Un pas supplémentaire a été franchi le 8 octobre dernier avec la ratification par les cent quatre-vingt dix pays membres de l’OACI d’un texte qui constitue une première historique dans la mesure où aucune institution onusienne n’avait jusque là paraphé un accord sectoriel visant à réduire les émissions de CO2. Scellé lors de la trente-septième assemblée générale de l’Organisation à Montréal (Canada) au terme de dix jours de discussions, l’accord sectoriel autorise notamment les États et les organismes compétents à faire appel aux mécanismes du marché pour limiter les rejets carbone. Il reconnaît en outre le système de droits d’émissions européen (ETS), adopté par le Conseil et le Parlement européen dans le sillage du paquet énergie-climat. Devant entrer en vigueur en 2012, ledit système doit instaurer une taxe visant les émissions des vols au départ et à l’arrivée de l’Europe.
« Une avancée dans la lutte contre le réchauffement climatique »
L’amélioration de 2 % du rendement du carburant jusqu’en 2020 a elle aussi été entérinée, tant et si bien que les biocarburants devraient grandement investir les réservoirs d’ici à la prochaine décennie. La concorde doit enfin permettre de compenser la pollution due aux liaisons à destination et en provenance des pays en développement (PED) sans pour autant les pénaliser, les États ne s’étant vus attribuer aucune obligation particulière, aussi il leur appartient de déterminer des objectifs plus ambitieux pour compenser l’impact écologique de l’augmentation des liaisons précitées.

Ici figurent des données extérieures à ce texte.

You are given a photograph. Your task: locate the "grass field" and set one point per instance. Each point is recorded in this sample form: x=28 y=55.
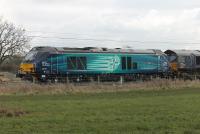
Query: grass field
x=174 y=111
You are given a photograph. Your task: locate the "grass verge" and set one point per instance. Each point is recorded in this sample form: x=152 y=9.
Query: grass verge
x=152 y=111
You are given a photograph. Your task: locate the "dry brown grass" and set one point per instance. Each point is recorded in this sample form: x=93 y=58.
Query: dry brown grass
x=32 y=89
x=10 y=112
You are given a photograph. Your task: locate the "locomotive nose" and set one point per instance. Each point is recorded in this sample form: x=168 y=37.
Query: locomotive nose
x=26 y=68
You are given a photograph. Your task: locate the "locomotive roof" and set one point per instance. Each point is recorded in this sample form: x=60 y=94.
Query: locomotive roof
x=183 y=52
x=96 y=50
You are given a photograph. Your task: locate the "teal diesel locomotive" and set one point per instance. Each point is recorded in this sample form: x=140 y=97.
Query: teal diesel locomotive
x=53 y=64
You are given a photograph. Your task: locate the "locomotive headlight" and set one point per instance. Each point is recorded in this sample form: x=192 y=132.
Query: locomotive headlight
x=43 y=76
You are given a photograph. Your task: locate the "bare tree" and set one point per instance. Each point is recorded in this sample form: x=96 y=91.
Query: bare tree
x=13 y=41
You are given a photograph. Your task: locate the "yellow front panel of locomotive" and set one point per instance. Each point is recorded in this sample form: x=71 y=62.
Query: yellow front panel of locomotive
x=28 y=68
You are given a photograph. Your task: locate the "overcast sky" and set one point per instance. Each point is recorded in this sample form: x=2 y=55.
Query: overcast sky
x=161 y=24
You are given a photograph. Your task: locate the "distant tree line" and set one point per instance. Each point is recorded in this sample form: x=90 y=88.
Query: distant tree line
x=14 y=43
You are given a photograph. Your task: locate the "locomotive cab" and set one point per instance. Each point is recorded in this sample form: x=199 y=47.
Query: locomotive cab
x=32 y=59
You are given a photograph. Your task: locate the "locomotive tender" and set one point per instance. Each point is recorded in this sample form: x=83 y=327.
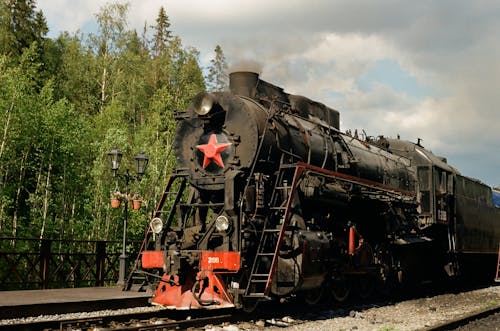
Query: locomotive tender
x=271 y=200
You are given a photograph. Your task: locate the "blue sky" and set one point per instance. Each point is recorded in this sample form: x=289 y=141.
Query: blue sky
x=421 y=69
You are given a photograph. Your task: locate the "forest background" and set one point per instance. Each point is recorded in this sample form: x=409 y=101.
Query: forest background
x=66 y=102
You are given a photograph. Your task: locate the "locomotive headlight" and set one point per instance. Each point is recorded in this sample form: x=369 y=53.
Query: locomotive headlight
x=156 y=225
x=205 y=105
x=222 y=223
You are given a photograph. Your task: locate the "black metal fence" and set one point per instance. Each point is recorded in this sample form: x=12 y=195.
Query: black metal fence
x=41 y=264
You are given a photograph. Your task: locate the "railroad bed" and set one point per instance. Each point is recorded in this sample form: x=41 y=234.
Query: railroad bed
x=15 y=304
x=432 y=312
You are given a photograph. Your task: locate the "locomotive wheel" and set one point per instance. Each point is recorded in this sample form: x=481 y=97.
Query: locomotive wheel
x=314 y=296
x=341 y=288
x=250 y=305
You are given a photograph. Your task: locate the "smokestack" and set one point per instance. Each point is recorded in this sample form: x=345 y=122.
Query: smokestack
x=243 y=83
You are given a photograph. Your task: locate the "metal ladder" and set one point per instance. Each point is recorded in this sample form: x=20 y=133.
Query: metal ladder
x=497 y=277
x=264 y=264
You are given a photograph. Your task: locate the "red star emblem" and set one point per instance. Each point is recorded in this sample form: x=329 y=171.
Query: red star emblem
x=212 y=151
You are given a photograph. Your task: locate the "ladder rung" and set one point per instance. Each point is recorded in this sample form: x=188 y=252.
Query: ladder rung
x=253 y=281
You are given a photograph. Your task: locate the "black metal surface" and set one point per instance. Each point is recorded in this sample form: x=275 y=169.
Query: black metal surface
x=40 y=264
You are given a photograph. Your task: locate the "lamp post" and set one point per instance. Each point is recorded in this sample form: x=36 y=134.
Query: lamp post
x=141 y=163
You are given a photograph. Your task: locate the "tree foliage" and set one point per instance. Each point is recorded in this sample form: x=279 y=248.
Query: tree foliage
x=217 y=75
x=65 y=102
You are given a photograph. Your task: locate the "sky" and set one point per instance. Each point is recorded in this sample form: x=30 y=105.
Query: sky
x=417 y=69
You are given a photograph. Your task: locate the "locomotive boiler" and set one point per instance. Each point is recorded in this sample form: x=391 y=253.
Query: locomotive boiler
x=271 y=200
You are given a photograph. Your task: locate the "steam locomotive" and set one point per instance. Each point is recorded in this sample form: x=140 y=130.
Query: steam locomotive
x=271 y=200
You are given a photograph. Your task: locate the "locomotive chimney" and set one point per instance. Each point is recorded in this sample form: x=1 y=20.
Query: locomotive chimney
x=243 y=83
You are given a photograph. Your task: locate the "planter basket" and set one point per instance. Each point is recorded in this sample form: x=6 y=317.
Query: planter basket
x=115 y=203
x=136 y=204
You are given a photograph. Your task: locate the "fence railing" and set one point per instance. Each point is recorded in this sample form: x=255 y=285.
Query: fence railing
x=40 y=264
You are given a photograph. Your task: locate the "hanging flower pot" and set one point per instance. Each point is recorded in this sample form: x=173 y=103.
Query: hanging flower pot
x=115 y=203
x=136 y=204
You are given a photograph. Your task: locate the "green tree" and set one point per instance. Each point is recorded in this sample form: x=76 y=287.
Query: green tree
x=217 y=76
x=107 y=44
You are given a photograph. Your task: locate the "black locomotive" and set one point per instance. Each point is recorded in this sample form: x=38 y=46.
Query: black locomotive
x=271 y=200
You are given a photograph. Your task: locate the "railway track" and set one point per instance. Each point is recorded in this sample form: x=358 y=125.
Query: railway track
x=465 y=320
x=159 y=320
x=406 y=313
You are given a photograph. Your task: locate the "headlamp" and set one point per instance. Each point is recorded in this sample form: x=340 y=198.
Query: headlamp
x=205 y=105
x=222 y=223
x=156 y=225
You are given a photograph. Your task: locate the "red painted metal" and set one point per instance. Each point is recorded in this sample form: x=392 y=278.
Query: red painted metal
x=212 y=151
x=152 y=259
x=352 y=240
x=220 y=261
x=207 y=291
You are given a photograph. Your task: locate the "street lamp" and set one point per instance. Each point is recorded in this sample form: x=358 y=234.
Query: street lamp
x=141 y=163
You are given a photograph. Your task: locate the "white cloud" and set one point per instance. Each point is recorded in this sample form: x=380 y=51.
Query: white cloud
x=320 y=49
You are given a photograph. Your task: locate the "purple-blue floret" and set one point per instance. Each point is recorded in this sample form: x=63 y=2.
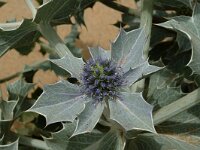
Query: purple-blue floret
x=101 y=79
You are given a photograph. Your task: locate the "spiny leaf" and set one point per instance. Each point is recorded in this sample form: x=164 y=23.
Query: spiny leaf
x=10 y=37
x=62 y=101
x=59 y=11
x=62 y=141
x=189 y=26
x=140 y=71
x=89 y=117
x=7 y=108
x=113 y=140
x=132 y=112
x=127 y=47
x=127 y=52
x=11 y=146
x=71 y=64
x=19 y=88
x=161 y=142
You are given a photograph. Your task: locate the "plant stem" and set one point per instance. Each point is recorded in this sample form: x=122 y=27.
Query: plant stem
x=54 y=40
x=176 y=107
x=10 y=25
x=146 y=23
x=33 y=143
x=31 y=7
x=121 y=8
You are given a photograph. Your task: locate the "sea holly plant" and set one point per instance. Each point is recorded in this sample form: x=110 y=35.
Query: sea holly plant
x=141 y=94
x=102 y=82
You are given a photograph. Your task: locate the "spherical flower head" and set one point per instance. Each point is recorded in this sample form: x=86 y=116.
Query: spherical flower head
x=101 y=79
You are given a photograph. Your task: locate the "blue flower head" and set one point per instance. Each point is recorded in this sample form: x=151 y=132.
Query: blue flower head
x=104 y=79
x=101 y=78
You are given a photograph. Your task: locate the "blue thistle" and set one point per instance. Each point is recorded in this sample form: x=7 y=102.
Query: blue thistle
x=104 y=79
x=101 y=78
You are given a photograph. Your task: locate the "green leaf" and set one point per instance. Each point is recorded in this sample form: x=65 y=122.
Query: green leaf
x=97 y=52
x=189 y=26
x=71 y=64
x=61 y=101
x=113 y=140
x=19 y=88
x=61 y=140
x=60 y=11
x=11 y=146
x=7 y=108
x=11 y=36
x=161 y=79
x=2 y=2
x=140 y=71
x=132 y=112
x=127 y=49
x=161 y=142
x=18 y=91
x=127 y=52
x=89 y=117
x=83 y=141
x=162 y=90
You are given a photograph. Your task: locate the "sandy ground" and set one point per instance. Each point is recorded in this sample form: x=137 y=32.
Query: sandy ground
x=99 y=32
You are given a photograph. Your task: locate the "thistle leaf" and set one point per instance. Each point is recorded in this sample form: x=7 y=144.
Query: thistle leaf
x=161 y=142
x=71 y=64
x=89 y=117
x=111 y=141
x=61 y=101
x=132 y=112
x=190 y=27
x=10 y=146
x=9 y=37
x=127 y=49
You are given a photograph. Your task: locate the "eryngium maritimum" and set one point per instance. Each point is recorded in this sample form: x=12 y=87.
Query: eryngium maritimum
x=101 y=78
x=105 y=79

« L’OACI et ses États membres ainsi que les organisations compétentes travailleront de concert pour s’efforcer de réaliser à moyen terme un objectif ambitieux collectif consistant à maintenir les émissions nettes mondiales de carbone provenant de l’aviation internationale au même niveau à partir de 2020 », résument les signataires.
Eu égard au développement constant du trafic aérien l’Organisation s’est fixée un défi certes rendu nécessaire par la dégradation de la conjoncture environnementale mais qui n’en demeure pas moins ô combien difficile à relever.
L’avenir dira s’il ne s’agit là que d’un catalogue de bonnes intentions mais la symbolique de ce texte précurseur est en tout cas incontestable. Elle a du reste été soulignée par le ministre de l’Écologie Jean-Louis Borloo et le Secrétaire d’État aux Transports Dominique Bussereau, selon lesquels la communauté de l’aviation civile est désormais « définitivement du côté de la lutte contre le réchauffement climatique ». « Il s’agit d’une première étape qu’il conviendra de renforcer prochainement. Dans la perspective de la conférence de Cancun [...], cet accord est une avancée dans la lutte contre le réchauffement climatique », ont également estimé MM. Borloo et Bussereau.
« C’est le premier secteur des transports à parvenir à un accord global. C’est un succès majeur », a renchéri Helen Kearns, porte-parole du Commissaire européen aux Transports Siim Kallas, qui souligne que cette résolution « n’empêche personne d’aller plus loin et plus vite ». Même satisfaction du côté de l’Association internationale du transport aérien (AITA), qui a salué dans un communiqué « le premier accord intergouvernemental global se donnant pour objectif de stabiliser les émissions de carbone ».
Les contours d’une aéronautique civile plus « verte » sont désormais esquissés. Reste maintenant à concrétiser ces engagements porteurs de nombreux espoirs. Irrésistible ascension du trafic oblige, ils ne sauraient être déçus.